Anywho as i said in the other topic this is obviously more then MySQL issues as it is happening far to frequently plus it seems synchronized to a time when the admins will not notice it. Leading to a another DDoS attack.


----------



## Accountability (Dec 16, 2011)

hg3300 said:


> The bottom line is, if they don't want to put themselves at FA's disposal full-time, they need to allow other experienced users to help out every once in a while.



But that would affect the sanctity of the clubhouse! Only existing technical staff are allowed to be on FA's technical staff. No exceptions.



Nanakisan said:


> Just a FYI guys but as per to forum rules since  there is already a topic posted about todays lovely little surprise of  website slowness this one will get closed eventually.



Technically this one was posted a minute before the other one.


----------



## LizardKing (Dec 16, 2011)

Anyone made any "your mom" jokes yet with the title? No? Okay.

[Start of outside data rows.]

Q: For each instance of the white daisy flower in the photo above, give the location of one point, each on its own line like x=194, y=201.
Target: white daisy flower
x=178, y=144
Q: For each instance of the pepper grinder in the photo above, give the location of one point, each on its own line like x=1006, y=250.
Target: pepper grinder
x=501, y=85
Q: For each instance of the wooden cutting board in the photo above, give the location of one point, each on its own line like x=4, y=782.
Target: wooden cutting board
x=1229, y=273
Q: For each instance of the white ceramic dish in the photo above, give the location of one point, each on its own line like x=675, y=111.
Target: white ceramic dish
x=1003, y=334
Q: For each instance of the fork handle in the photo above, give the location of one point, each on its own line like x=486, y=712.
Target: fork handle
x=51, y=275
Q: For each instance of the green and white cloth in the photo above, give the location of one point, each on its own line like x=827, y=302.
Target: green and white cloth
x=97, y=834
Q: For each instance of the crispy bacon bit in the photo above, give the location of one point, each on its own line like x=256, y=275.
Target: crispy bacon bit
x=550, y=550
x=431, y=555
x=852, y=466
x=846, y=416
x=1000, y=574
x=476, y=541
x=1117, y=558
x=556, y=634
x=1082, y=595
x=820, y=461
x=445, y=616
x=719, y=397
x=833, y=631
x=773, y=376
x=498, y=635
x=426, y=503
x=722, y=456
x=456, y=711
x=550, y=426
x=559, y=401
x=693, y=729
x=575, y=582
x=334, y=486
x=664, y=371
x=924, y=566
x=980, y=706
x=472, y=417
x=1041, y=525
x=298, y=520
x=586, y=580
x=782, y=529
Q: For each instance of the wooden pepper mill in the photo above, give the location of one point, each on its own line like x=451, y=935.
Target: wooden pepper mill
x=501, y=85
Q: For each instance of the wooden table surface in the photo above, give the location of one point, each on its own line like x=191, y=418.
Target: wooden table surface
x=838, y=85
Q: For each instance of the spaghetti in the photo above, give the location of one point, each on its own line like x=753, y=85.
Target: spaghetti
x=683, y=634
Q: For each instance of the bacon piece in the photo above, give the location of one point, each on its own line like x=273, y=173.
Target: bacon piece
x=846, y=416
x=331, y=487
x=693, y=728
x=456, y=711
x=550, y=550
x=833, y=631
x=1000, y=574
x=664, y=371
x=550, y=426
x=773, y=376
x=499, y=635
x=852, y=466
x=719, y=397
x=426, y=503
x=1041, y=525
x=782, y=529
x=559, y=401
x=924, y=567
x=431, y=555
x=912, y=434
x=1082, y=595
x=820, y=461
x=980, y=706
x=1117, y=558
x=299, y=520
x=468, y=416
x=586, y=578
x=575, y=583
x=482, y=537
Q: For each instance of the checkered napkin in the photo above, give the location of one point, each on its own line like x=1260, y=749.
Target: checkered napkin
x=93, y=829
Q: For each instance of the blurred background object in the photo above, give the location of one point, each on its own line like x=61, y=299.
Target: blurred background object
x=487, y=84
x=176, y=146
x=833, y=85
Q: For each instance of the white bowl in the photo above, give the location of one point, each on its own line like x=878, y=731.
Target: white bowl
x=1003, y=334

This must be "every night" in USA time, it's fine for me 8)


----------



## MRGamer01 (Dec 16, 2011)

Honest question.  Is the site actually being updated in anyway?  I went to reply to a message this morning and got a new layout for responding.


----------



## LizardKing (Dec 16, 2011)

MRGamer01 said:


> Honest question.  Is the site actually being updated in anyway?  I went to reply to a message this morning and got a new layout for responding.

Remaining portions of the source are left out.